Dessa maneira, não apenas se desconhece que leis constitucionais não

podem resolver imediatamente os problemas da sociedade, mas

também se oculta o fato de que os problemas jurídicos e políticos que

frequentemente se encontram na ordem do dia estão associados à

deficiente concretização normativo-jurídica do texto constitucional

existente, ou seja, residem antes na falta de condições sociais para a

realização de uma Constituição inerente à democracia e ao Estado de

direito do que nos próprios dispositivos constitucionais (p. 187).

Confunde-se, assim, a categoria dogmática das normas programáticas,

realizáveis dentro do respectivo contexto jurídico-social, com o

conceito de constitucionalização simbólica, indissociável da

insuficiente concretização normativa do texto constitucional (p. 186).

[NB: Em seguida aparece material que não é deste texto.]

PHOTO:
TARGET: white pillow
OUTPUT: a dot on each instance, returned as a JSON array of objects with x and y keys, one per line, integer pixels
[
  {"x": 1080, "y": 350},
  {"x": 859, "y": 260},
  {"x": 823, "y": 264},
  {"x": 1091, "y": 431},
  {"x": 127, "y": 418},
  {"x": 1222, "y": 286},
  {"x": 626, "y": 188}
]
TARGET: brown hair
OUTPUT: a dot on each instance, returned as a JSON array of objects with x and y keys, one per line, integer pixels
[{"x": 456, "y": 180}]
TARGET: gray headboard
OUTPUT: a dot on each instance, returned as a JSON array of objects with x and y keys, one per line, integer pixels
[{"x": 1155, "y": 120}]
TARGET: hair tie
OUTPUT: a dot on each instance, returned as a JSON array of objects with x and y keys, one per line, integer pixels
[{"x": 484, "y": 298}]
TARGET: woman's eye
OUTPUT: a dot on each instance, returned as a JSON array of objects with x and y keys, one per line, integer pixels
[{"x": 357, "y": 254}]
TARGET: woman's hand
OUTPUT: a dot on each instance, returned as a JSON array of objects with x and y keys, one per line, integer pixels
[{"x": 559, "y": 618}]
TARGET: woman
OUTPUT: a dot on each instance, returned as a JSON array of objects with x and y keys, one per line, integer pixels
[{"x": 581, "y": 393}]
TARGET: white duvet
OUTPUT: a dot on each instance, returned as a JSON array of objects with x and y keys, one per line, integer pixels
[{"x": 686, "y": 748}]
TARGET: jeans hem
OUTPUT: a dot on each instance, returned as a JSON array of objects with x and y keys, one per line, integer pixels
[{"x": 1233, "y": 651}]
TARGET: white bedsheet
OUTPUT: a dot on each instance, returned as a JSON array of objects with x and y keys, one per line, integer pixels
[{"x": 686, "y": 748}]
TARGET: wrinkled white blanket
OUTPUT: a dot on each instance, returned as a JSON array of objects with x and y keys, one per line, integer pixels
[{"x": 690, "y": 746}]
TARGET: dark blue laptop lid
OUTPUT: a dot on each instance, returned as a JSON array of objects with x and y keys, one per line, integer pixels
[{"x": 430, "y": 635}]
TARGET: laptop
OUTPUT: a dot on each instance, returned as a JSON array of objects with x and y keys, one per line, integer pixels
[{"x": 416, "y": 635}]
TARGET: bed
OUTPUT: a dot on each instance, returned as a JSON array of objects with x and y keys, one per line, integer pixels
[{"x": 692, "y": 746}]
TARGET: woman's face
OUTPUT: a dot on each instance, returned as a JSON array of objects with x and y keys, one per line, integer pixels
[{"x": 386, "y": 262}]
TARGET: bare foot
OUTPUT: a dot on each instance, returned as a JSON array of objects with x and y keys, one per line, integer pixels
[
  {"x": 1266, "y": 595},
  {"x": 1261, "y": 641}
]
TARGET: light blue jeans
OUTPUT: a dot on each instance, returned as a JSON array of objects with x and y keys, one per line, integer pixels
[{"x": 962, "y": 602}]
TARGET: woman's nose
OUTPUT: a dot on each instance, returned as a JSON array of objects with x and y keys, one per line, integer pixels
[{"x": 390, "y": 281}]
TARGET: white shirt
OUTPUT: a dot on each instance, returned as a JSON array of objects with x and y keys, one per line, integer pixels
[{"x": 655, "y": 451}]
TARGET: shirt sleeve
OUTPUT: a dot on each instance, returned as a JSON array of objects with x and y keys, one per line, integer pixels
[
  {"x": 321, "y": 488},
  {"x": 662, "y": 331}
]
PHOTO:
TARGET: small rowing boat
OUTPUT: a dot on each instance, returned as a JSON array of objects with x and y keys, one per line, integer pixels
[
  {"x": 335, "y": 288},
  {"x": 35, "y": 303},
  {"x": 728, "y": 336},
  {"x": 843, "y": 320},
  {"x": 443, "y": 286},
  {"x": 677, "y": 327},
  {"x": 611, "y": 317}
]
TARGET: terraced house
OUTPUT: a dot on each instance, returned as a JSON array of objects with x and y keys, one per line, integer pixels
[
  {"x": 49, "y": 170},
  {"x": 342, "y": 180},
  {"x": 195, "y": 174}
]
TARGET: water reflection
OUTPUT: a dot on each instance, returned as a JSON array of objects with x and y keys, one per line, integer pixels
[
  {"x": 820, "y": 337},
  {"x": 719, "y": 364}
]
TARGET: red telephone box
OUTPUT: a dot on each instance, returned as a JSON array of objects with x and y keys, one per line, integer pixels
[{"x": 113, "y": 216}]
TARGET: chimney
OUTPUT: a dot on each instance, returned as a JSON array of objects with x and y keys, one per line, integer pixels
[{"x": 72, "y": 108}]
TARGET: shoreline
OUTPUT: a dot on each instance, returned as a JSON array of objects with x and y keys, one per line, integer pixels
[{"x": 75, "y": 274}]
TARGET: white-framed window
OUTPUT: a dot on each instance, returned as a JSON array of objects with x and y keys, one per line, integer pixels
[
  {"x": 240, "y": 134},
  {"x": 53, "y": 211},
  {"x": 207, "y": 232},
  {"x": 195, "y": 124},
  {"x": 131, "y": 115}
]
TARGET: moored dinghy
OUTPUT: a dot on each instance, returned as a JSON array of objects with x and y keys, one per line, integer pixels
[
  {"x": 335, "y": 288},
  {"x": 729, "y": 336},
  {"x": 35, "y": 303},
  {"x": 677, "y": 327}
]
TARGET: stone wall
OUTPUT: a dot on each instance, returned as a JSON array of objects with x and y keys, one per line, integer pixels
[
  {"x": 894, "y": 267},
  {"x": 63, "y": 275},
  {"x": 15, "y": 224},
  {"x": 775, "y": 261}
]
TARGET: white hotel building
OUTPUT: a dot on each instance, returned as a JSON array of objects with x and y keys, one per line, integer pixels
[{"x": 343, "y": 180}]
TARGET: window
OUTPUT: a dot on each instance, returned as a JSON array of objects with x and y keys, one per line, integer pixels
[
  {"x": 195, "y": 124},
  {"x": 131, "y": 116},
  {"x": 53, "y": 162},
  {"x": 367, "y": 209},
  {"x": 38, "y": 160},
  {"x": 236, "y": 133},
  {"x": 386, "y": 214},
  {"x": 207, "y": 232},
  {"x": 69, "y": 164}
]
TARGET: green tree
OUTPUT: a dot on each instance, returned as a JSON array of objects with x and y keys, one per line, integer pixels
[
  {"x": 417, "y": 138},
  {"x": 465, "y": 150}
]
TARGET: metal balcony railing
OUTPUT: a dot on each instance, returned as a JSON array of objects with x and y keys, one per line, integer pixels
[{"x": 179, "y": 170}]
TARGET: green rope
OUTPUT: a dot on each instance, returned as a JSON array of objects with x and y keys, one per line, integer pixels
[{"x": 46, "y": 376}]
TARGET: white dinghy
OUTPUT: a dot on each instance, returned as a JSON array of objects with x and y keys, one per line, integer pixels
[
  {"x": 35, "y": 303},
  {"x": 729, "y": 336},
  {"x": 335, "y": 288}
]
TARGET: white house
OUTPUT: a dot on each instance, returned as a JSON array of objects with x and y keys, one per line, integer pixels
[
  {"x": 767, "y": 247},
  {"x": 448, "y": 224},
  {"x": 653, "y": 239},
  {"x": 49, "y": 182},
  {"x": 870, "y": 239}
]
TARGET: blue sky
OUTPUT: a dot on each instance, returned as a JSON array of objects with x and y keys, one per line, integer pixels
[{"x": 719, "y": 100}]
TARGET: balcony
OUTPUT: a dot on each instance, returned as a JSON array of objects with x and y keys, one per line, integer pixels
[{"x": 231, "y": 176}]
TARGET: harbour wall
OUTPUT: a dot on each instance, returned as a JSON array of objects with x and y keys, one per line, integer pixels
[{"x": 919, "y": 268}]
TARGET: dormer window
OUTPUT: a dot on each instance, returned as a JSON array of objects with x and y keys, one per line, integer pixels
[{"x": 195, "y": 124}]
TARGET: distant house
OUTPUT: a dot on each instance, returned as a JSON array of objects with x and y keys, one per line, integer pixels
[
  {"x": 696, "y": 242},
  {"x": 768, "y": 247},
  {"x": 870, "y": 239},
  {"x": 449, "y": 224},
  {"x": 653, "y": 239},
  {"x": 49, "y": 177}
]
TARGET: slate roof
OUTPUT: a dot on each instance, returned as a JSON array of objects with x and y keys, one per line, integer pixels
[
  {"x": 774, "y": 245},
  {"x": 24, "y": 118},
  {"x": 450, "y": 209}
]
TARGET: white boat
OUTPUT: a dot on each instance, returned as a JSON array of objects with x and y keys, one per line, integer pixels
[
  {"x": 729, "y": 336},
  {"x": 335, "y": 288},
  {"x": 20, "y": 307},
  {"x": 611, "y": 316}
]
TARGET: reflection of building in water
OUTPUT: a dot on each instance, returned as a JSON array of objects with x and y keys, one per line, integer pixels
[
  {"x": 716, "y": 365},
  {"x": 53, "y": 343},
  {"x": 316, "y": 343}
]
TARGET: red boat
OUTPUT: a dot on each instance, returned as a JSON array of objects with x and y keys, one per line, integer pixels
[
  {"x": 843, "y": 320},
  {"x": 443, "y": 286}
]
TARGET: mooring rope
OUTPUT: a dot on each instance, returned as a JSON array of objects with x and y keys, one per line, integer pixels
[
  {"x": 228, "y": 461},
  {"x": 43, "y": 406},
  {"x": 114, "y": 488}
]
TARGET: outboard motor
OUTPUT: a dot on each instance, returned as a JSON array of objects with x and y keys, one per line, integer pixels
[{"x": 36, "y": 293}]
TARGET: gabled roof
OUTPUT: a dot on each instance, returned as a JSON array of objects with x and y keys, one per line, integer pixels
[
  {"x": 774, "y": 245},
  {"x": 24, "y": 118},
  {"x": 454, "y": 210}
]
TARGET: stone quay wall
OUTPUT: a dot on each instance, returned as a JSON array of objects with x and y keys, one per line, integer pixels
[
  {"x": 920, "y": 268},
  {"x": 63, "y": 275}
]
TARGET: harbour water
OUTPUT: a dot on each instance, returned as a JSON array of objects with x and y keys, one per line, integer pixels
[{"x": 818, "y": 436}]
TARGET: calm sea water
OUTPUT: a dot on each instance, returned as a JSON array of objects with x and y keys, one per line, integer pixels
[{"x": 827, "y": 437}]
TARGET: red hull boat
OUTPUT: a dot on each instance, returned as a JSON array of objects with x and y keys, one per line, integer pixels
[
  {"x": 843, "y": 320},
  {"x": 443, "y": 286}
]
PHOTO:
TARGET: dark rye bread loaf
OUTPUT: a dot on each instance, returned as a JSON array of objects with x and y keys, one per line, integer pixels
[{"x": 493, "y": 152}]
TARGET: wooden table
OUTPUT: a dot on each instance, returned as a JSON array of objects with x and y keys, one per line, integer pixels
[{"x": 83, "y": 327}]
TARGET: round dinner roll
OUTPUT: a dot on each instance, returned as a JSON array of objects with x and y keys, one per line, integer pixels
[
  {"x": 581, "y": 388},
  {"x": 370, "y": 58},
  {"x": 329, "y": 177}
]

É que a constitucionalização simbólica se presta à difusão de um modelo

irrealizável sob condições sociais presentes e reais, dispondo normas

pseudoprogramáticas, desprovidas de normatividade, mas dotadas de ideologias

que amparam a retórica constitucional.

A má-fé do Estado-governo se evidencia ao induzir os indivíduos ao erro,

a fim de garantir, inclusive, sua lealdade: os governados confiam nos

governantes, porque estes dissimulam interesse e disposição para resolver

questões e demandas sociais que sabem são insolúveis (pelo menos, sem as

mencionadas transformações contundentes de ambiente). Assim, é até possível

obter-se certa pacificação de conflitos sociais, ao excluir do debate jurídico-

político, certos temas de relevância e urgência, garantindo o silêncio e a inércia

da sociedade.

Aqui, cabe-nos, entretanto, defender a difusão de instrumentos de cultura

dogmática, a fim de viabilizar maior participação cidadã, seja individualmente,

seja através de movimentos e organizações, habilitando nossos pares para se

envolverem de modo crítico com a realização de valores consagrados em nosso

texto constitucional e se integrarem no processo político.

Sendo assim, é possível a construção de uma esfera pública pluralista

que, apesar de sua limitação, seja capaz de articular-se com sucesso

em torno dos procedimentos democráticos previstos no texto

constitucional. (...) Isso se torna tanto mais provável à proporção que

os procedimentos previstos no texto constitucional sejam deformados

no decorrer do processo de concretização e não se operacionalizem

como mecanismos estatais de legitimação (NEVES, 2011, p. 189).

É difícil negar o alto grau de deformação das nossas normas

constitucionais, atualmente. O contexto seria muito fecundo, não fosse má

formação educacional e política do bonus pater familiae brasileiro.

4. Novo Constitucionalismo: por uma sociedade aberta a cidadãos

intérpretes, como estratégia de mediação entre Estado e Sociedade.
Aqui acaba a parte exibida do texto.